Bakteri Pemakan Daging Mewabah di Jepang, Kemenkes Pastikan Indonesia Aman

Estimated read time 2 min read

JAKARTA – Kementerian Kesehatan (Kemenkes) menyampaikan kekhawatiran masyarakat terhadap streptococcal toxic shock syndrome (STSS), bakteri pemakan daging yang saat ini menyebar di Jepang. Hingga saat ini, belum ada kasus STSS yang dilaporkan di Indonesia.

Hal ini dilaporkan oleh Kepala Departemen Komunikasi dan Utilitas Kementerian Kesehatan. Kota Nadia Tarmizi. Hingga saat ini, Kementerian Kesehatan terus memantau situasi melalui surveilans sentinel dan pengujian genom penyakit mirip influenza (ILI)-infeksi saluran pernapasan akut (ISPA).

“Sejauh ini belum ada laporan kasus bakteri pemakan daging di Indonesia,” kata dr. Kota Nadia Tarmizi dalam keterangan resmi terbaru.

Saat ini, Jepang diketahui sedang dilanda wabah Streptococcus Toxic Shock Syndrome (STSS) yang disebabkan oleh bakteri Streptococcus pyogenes Grup A, dan lebih dari 1.000 kasus bakteri pemakan daging ini menimbulkan kekhawatiran di seluruh dunia.

Bakteri ini dijuluki pemakan daging karena merusak kulit, lemak, dan jaringan otot di sekitarnya dalam waktu singkat. STSS ditularkan melalui inhalasi, droplet, atau tetesan air liur atau lendir.

Kasus STSS yang dilaporkan di Jepang biasanya muncul dengan gejala faringitis atau peradangan pada laring atau faring. Infeksi bakteri ini dapat menyebabkan sepsis dan kegagalan banyak organ pada pasien hingga berujung pada kematian.

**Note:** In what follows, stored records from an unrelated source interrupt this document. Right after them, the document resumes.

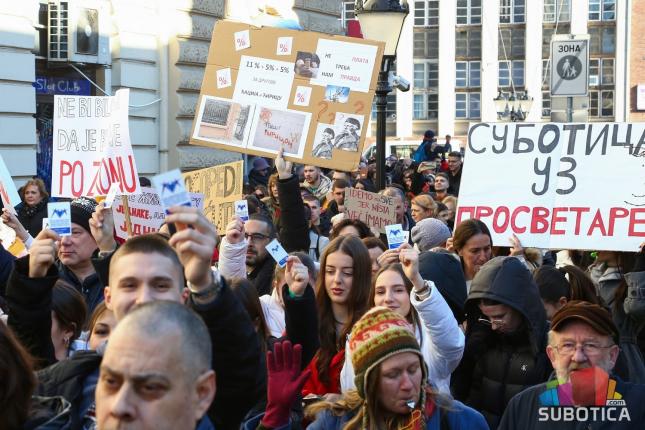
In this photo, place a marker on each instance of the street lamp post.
(382, 20)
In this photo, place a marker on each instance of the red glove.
(284, 382)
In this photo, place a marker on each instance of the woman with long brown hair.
(342, 297)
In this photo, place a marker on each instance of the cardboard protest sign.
(92, 146)
(269, 87)
(375, 210)
(8, 193)
(146, 212)
(221, 186)
(558, 186)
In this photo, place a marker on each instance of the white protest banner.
(92, 146)
(146, 212)
(10, 197)
(557, 186)
(373, 209)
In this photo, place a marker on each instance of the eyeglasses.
(498, 322)
(255, 237)
(590, 349)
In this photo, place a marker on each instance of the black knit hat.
(82, 209)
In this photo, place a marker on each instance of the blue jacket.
(459, 416)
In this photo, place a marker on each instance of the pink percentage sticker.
(284, 45)
(242, 40)
(302, 97)
(224, 78)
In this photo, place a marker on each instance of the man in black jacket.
(147, 269)
(505, 338)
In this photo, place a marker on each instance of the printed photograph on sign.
(307, 65)
(223, 121)
(336, 94)
(275, 128)
(348, 131)
(323, 141)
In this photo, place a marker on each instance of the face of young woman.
(390, 291)
(399, 382)
(475, 253)
(339, 272)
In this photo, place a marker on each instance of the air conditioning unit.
(78, 31)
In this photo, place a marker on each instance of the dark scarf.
(26, 211)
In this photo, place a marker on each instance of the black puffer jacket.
(496, 366)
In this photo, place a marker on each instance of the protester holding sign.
(33, 208)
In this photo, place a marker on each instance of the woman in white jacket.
(400, 288)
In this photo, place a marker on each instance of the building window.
(546, 104)
(469, 12)
(426, 75)
(601, 71)
(602, 10)
(426, 43)
(511, 73)
(601, 103)
(467, 105)
(511, 42)
(468, 74)
(468, 43)
(511, 11)
(426, 106)
(426, 13)
(557, 11)
(547, 34)
(602, 40)
(347, 12)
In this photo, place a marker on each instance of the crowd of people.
(446, 331)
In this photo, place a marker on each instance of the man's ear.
(108, 298)
(205, 387)
(550, 352)
(614, 350)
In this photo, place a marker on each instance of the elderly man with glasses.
(583, 351)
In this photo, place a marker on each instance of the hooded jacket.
(497, 366)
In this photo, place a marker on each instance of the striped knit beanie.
(378, 335)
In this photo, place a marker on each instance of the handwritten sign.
(146, 212)
(559, 186)
(263, 81)
(92, 146)
(304, 79)
(221, 186)
(375, 210)
(345, 64)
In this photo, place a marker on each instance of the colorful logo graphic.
(588, 387)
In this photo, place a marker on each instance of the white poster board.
(558, 186)
(146, 213)
(92, 146)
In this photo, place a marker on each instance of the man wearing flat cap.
(583, 348)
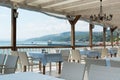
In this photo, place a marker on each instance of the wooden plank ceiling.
(61, 8)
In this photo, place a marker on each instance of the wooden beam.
(13, 29)
(57, 3)
(90, 35)
(104, 37)
(30, 1)
(47, 4)
(73, 22)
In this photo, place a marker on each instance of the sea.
(42, 43)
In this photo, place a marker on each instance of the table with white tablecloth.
(91, 53)
(45, 58)
(113, 51)
(27, 76)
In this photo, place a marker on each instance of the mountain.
(61, 37)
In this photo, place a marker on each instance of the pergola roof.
(61, 8)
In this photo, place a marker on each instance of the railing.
(7, 49)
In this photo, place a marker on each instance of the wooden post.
(104, 37)
(13, 29)
(117, 39)
(90, 34)
(111, 31)
(73, 22)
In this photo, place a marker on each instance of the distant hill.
(61, 37)
(80, 36)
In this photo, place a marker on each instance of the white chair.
(73, 71)
(104, 53)
(15, 53)
(75, 56)
(65, 54)
(90, 61)
(113, 51)
(103, 73)
(2, 59)
(10, 64)
(115, 63)
(26, 61)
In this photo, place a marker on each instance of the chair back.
(90, 61)
(73, 71)
(115, 63)
(14, 53)
(10, 64)
(104, 73)
(2, 59)
(23, 58)
(104, 53)
(65, 54)
(75, 55)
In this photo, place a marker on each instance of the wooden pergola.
(77, 9)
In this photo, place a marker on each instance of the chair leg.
(28, 68)
(32, 68)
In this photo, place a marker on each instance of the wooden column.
(13, 29)
(117, 39)
(111, 31)
(73, 22)
(90, 35)
(104, 37)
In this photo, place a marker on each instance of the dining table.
(27, 76)
(45, 58)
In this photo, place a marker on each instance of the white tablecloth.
(27, 76)
(46, 58)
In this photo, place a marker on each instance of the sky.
(32, 24)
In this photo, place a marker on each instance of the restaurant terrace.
(71, 61)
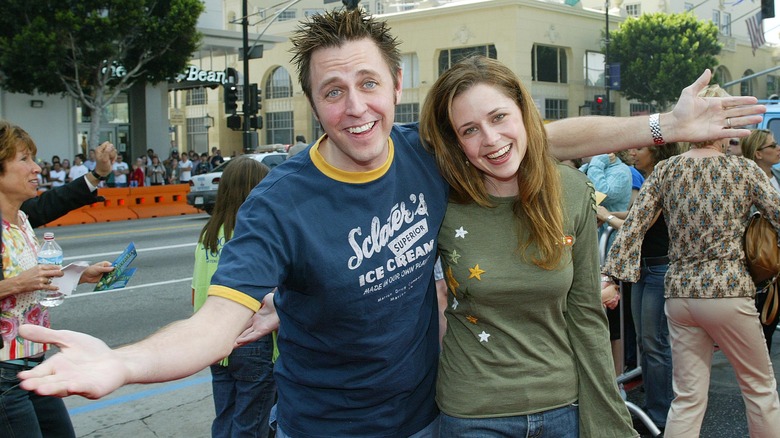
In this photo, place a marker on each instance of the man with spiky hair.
(347, 234)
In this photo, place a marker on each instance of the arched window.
(278, 85)
(549, 64)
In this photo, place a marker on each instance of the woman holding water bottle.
(25, 413)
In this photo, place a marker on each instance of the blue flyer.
(122, 272)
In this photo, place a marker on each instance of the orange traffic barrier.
(131, 203)
(74, 217)
(159, 201)
(116, 206)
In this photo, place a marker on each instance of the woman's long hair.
(13, 138)
(240, 176)
(538, 204)
(752, 142)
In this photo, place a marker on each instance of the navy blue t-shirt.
(352, 255)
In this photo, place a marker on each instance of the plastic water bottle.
(50, 253)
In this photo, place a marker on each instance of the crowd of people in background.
(146, 170)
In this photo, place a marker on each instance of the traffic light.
(256, 122)
(234, 122)
(255, 97)
(231, 98)
(598, 104)
(767, 9)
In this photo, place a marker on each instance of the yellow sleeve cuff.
(234, 295)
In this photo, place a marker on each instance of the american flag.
(756, 31)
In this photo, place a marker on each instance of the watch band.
(97, 175)
(655, 129)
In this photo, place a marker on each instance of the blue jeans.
(244, 391)
(556, 423)
(429, 431)
(25, 414)
(652, 332)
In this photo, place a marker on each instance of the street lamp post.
(607, 79)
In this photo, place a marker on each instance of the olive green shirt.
(521, 339)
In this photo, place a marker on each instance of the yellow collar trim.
(346, 176)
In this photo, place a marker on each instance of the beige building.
(555, 48)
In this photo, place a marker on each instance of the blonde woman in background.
(761, 147)
(709, 292)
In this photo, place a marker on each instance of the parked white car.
(203, 188)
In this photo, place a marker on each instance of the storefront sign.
(195, 74)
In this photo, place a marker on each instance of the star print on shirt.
(475, 272)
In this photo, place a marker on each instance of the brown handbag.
(762, 255)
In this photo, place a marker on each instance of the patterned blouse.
(706, 203)
(19, 252)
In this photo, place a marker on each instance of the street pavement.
(184, 408)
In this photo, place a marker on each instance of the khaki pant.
(732, 323)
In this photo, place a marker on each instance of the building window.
(725, 24)
(594, 69)
(634, 10)
(287, 15)
(279, 127)
(548, 64)
(197, 134)
(196, 96)
(452, 56)
(411, 70)
(407, 112)
(555, 109)
(746, 87)
(716, 18)
(278, 85)
(310, 12)
(771, 86)
(406, 5)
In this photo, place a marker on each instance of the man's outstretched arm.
(692, 119)
(86, 366)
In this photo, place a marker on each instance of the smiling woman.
(519, 250)
(22, 278)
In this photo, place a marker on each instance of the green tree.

Namun gejala STSS seringkali ringan sehingga penyebabnya masih belum jelas. Selain itu, kelainan ini dapat sembuh sendiri dalam waktu singkat.

Di sisi lain, Jepang telah melaporkan kasus bakteri pemakan daging ini ke sistem pelaporan pengawasan sejak tahun 1999, dengan 941 kasus tercatat pada tahun 2023 dan 977 kasus pada bulan Juni 2024.

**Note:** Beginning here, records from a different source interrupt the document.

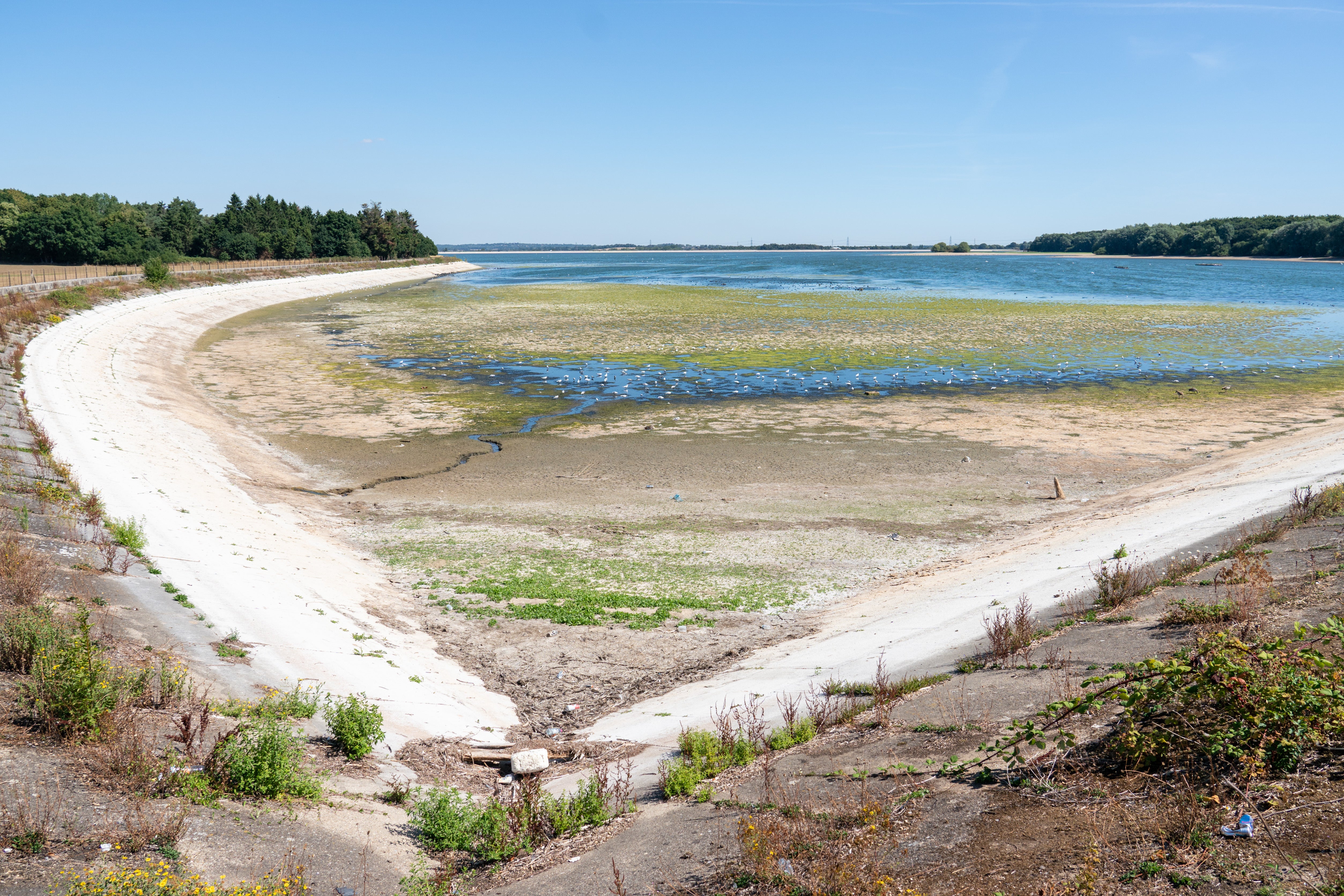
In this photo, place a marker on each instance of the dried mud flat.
(742, 519)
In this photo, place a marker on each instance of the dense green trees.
(1280, 236)
(100, 229)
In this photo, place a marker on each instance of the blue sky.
(885, 123)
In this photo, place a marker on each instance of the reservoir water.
(976, 323)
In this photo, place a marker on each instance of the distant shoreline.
(886, 252)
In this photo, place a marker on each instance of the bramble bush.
(494, 831)
(1222, 703)
(357, 724)
(157, 273)
(263, 758)
(128, 533)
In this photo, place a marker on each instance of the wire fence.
(18, 276)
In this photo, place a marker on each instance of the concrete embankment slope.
(222, 518)
(925, 623)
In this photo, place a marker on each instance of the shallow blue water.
(1315, 289)
(1026, 277)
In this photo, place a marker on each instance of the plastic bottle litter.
(1245, 827)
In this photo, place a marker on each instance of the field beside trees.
(99, 229)
(1267, 236)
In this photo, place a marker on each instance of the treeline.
(99, 229)
(1271, 236)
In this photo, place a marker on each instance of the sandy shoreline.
(111, 387)
(115, 389)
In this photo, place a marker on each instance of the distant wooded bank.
(1268, 236)
(99, 229)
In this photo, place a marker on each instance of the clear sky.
(683, 121)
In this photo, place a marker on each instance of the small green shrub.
(588, 805)
(72, 299)
(263, 758)
(681, 778)
(355, 723)
(451, 820)
(970, 664)
(421, 882)
(129, 533)
(197, 788)
(157, 273)
(72, 686)
(300, 703)
(705, 756)
(233, 708)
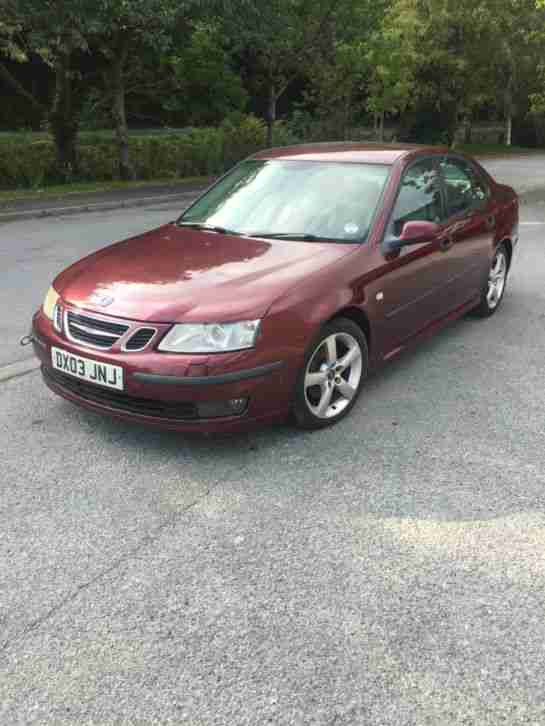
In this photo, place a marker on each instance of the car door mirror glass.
(413, 233)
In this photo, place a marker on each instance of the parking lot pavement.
(387, 571)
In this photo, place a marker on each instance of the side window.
(465, 189)
(419, 197)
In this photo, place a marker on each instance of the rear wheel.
(332, 375)
(494, 289)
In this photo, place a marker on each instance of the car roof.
(354, 153)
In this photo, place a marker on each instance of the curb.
(96, 207)
(21, 368)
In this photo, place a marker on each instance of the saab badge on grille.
(102, 300)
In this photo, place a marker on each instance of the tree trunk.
(119, 112)
(381, 127)
(271, 114)
(63, 119)
(509, 130)
(509, 93)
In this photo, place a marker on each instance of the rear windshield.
(326, 200)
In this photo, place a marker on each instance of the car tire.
(494, 288)
(331, 378)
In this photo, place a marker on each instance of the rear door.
(470, 226)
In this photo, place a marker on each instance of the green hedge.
(206, 151)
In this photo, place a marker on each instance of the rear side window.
(465, 190)
(419, 197)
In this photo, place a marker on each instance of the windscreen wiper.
(304, 236)
(207, 227)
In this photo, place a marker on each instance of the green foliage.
(204, 151)
(205, 87)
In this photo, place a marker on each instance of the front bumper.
(168, 390)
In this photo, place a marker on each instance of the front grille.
(140, 339)
(176, 410)
(93, 331)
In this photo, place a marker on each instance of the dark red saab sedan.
(280, 288)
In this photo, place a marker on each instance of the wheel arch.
(509, 249)
(357, 316)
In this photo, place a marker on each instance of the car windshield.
(292, 199)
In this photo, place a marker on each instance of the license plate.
(103, 374)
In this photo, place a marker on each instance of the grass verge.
(85, 188)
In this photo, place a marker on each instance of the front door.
(413, 281)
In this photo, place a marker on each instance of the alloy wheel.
(496, 279)
(333, 375)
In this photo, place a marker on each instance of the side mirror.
(413, 233)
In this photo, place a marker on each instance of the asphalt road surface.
(387, 571)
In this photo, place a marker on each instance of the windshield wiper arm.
(304, 236)
(207, 227)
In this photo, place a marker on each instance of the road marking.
(13, 370)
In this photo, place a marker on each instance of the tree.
(53, 30)
(204, 88)
(281, 38)
(120, 31)
(445, 46)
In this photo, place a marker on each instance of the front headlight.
(49, 303)
(210, 337)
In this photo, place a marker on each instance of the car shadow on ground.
(422, 442)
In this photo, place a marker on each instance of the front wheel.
(332, 375)
(494, 289)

Meski mengkhawatirkan, angka prevalensi STSS jauh lebih rendah dibandingkan Covid-19. Sebagai bentuk pencegahan, masyarakat diimbau untuk terus menerapkan pola hidup sehat.

Caranya adalah dengan memakai masker saat sakit dan biasakan mencuci tangan secara rutin. STSS diobati dengan antibiotik itu sendiri. Sejauh ini, belum ada vaksin khusus untuk mencegah infeksi bakteri ini.

“Yang terpenting saat ini adalah terus menerapkan kebiasaan baik yang dikembangkan selama pandemi Covid-19, seperti mencuci tangan pakai sabun dan memakai masker, untuk mengurangi penularan droplet pernapasan,” ujarnya.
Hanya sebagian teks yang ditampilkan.